Я поворачиваюсь. Он ничего не говорит, но через несколько бесконечных секунд кивком подзывает меня, снова и снова, пока я не склоняюсь над ним и не чувствую резкий запах его неровного дыхания. Только тогда он начинает говорить, очень тихо, но отчётливо.

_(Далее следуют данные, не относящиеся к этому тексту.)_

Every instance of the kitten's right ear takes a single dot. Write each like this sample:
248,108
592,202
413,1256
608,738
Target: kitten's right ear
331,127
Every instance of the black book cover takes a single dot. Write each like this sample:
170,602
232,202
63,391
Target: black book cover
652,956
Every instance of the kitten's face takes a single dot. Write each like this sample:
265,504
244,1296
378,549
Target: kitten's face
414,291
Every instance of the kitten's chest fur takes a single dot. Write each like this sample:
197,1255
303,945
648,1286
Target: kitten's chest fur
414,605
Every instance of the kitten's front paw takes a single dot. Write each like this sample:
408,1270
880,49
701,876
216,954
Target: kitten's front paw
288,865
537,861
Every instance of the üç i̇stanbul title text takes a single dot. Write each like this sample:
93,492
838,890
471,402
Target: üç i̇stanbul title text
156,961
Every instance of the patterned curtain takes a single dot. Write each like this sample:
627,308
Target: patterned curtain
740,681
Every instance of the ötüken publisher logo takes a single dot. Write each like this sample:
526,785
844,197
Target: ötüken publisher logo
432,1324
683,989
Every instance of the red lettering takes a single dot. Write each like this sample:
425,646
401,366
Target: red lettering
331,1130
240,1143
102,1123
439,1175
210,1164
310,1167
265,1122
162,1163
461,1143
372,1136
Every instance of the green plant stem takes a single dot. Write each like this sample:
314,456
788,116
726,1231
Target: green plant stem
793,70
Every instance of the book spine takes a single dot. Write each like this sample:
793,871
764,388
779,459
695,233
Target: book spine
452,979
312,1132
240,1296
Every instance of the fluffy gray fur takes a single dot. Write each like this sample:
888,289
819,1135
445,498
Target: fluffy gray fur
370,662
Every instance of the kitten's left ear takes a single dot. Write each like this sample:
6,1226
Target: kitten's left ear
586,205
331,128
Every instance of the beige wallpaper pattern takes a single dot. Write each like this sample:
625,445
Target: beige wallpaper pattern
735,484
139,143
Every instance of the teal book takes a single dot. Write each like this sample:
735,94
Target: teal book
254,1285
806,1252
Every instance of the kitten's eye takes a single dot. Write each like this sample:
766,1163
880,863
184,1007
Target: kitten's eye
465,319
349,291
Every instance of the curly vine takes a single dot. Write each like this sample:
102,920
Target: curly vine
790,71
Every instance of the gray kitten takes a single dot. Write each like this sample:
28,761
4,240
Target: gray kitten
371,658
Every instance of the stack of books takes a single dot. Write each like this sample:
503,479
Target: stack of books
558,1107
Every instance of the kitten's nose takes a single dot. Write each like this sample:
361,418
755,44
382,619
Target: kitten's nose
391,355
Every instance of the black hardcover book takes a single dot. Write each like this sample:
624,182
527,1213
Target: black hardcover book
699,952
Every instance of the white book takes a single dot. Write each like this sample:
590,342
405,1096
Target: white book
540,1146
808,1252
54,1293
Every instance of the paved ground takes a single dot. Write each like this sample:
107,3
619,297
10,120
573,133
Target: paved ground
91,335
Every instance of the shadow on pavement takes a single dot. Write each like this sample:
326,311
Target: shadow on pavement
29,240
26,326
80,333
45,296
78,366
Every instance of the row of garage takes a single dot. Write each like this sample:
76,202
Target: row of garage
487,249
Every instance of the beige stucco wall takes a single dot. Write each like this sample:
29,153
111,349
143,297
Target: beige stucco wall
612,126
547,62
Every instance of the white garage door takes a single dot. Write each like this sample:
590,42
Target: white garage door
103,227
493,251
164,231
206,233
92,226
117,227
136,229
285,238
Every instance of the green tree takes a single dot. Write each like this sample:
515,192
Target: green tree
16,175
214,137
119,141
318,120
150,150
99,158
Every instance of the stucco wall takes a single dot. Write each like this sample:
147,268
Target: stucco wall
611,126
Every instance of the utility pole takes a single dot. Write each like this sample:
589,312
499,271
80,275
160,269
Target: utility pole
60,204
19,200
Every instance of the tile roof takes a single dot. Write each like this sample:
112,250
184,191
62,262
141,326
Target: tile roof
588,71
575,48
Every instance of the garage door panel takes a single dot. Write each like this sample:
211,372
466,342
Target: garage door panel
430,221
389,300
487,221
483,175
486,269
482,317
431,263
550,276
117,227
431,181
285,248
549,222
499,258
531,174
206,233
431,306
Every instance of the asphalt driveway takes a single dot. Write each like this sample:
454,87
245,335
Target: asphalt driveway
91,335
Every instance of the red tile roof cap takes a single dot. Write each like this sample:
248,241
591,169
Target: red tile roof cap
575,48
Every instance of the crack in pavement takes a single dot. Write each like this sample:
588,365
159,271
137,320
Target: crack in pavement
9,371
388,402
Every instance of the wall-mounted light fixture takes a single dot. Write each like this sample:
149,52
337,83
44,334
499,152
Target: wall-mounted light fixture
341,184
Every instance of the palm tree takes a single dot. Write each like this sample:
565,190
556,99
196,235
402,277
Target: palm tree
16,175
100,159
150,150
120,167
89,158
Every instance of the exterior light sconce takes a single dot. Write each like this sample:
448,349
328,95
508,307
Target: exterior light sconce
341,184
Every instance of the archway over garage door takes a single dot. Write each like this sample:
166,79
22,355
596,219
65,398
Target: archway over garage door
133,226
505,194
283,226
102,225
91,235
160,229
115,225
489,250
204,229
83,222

— Принеси мне что-нибудь, чтобы прекратить эти боли. Что-нибудь из лаборатории. Принеси мне.
В лаборатории сравнительной анатомии при музее есть вещества для умерщвления диких животных: безболезненная прозрачная смерть для грызунов; янтарного цвета смерть для млекопитающих покрупнее; смерть нелепого персикового цвета для ящериц и змей. Я тупо смотрю на отца.
— Прошу тебя, Брандон, — говорит он. Он никогда не зовёт меня Брэнди. Брандон — имя его любимого дяди, какого-то типа из Англии, которого я ни разу не видел, и никто не звал его Брэнди. — Прошу, помоги мне.
Я, спотыкаясь, выхожу из отделения, кое-как нахожу свою машину. К тому времени, как я осознаю, что делаю, я уже проезжаю половину расстояния до дома, где когда-то жили мы с Тэсс и где Тэсс живёт и сейчас. Я разворачиваюсь, приезжаю домой и напиваюсь вдрызг, до полного бесчувствия.